When Blood started working at Sea Salt, the dishroom was in a corner of the building, set off from the rest of the restaurant and the workers there were isolated. But a recent remodel moved the dishes into the center of the action. Blood thinks it’s been a good move. “The dishroom workers are right in there with everybody else,” he said. “There are nights when we’ve gotten so busy that we have to send other employees back to assist the dish crew. These guys used to be tucked away on their own, but now they’re more involved with everybody.”

Making closer connections is good for everyone on staff, Blood believes. “Once you get to know these guys you realize they are just like everybody else,” he said. “You wonder why they are part of Vail Place. They are such nice guys. Most of them are kind of lonely. It helps them to be out in the workplace and involved with other people.”

The guarantee that Vail Place will provide a replacement worker if a clubhouse member can’t come to work has been a godsend, Blood said. “The guys might have a doctor’s appointment or have a family crisis,” Blood said. “Vail Place will send somebody over to cover for them, which is nice. I wish all of our employees had a program like that.” 

Framstead explained that the Vail Place employment program starts most clubhouse members as temporary employees, but they are given the opportunity to move up to supervised permanent work — or to eventually become independent workers.

“There have been a couple of guys who’ve worked here through Vail Place and then they’ve moved on from Vail,” Blood said. “They wanted to continue working for us.

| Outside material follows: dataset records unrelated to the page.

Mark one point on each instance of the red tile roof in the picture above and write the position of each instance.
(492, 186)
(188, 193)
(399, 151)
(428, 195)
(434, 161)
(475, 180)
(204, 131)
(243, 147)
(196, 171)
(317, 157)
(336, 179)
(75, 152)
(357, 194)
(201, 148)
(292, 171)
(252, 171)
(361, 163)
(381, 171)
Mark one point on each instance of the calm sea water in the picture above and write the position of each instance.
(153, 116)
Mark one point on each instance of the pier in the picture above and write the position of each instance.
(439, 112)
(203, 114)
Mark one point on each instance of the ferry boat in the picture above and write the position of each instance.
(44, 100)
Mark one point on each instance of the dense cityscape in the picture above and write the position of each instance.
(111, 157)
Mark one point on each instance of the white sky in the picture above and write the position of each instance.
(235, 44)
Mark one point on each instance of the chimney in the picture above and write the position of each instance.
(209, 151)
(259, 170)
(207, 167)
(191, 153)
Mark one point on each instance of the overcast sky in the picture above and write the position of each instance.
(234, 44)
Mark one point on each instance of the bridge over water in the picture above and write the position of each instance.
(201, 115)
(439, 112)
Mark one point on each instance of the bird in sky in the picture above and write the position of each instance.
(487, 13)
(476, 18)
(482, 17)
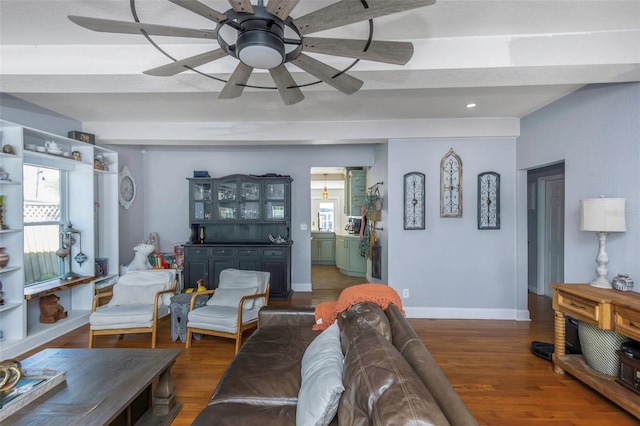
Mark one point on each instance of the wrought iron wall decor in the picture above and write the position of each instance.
(414, 201)
(451, 185)
(489, 200)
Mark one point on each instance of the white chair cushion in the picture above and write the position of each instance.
(143, 294)
(219, 318)
(124, 316)
(231, 277)
(231, 297)
(164, 277)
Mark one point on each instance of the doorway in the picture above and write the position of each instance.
(328, 220)
(545, 228)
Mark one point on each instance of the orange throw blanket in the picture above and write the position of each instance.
(380, 294)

The guys all become part of the family.”  

Working side by side helps break down stereotypes, Blood added. “There are so many depictions in movies and TV of the guy with mental illness who is strange or dangerous. But that’s not true. I think everybody at the restaurant understands that the guys who work here are just like everybody else.”

Extending reach

Sea Salt isn’t the only employer that’s involved in a partnership with Vail Place. Other local companies that employ Vail Place workers include Kowalski’s Markets and Coastal Seafoods

But Framsted and her colleagues would like to add even more employers to their list of partners. “I’m out there all the time trying to develop more relationships with employers,” Framsted said. “I tell them how many clubhouse members there are who currently working in the community. These are dedicated individuals who will be successful workers. They’ve made a quarter-million dollars collectively just his year. That’s a benefit to everyone.”

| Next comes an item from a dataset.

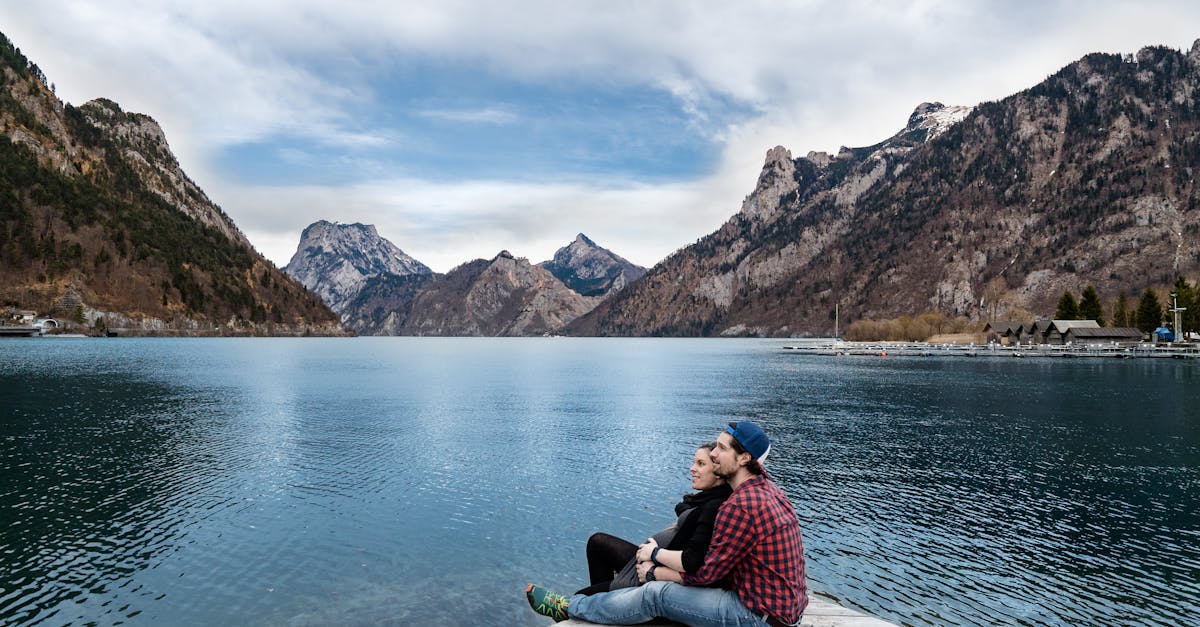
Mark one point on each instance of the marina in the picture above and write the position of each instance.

And it’s not just an economic argument, Framsted added. Working with Vail Place is, she said, “a wonderful opportunity for employers to help a marginalized community that is already dealing with a multitude of challenges in life. When they are given the opportunity to do a job in the community, our club members are able to work and contribute to society and have a purposeful life.”

Sometimes employers are concerned about the possible ramifications of hiring a person with SPMI. Could the Vail Place club member be an unreliable worker? Is there a risk of negative interactions between the worker and the community the employer serves?

Framsted recalled the reaction of a local church when she approached them with the idea of hiring a Vail Place member for an open position. “We tried to connect with the church to get a transitional employment program going. At first they said, ‘No. We’ll go the traditional hiring route.’ Then, a few months later, the church called us and wanted to give our program a try. It seems they’d already been through two people who quit. We connected them with a member. So they loved him so much over there that when he found another job, they didn’t want to let him go. We found another club member for the position, and they love him too. He’s been there a year and half and they’ve never been happier.”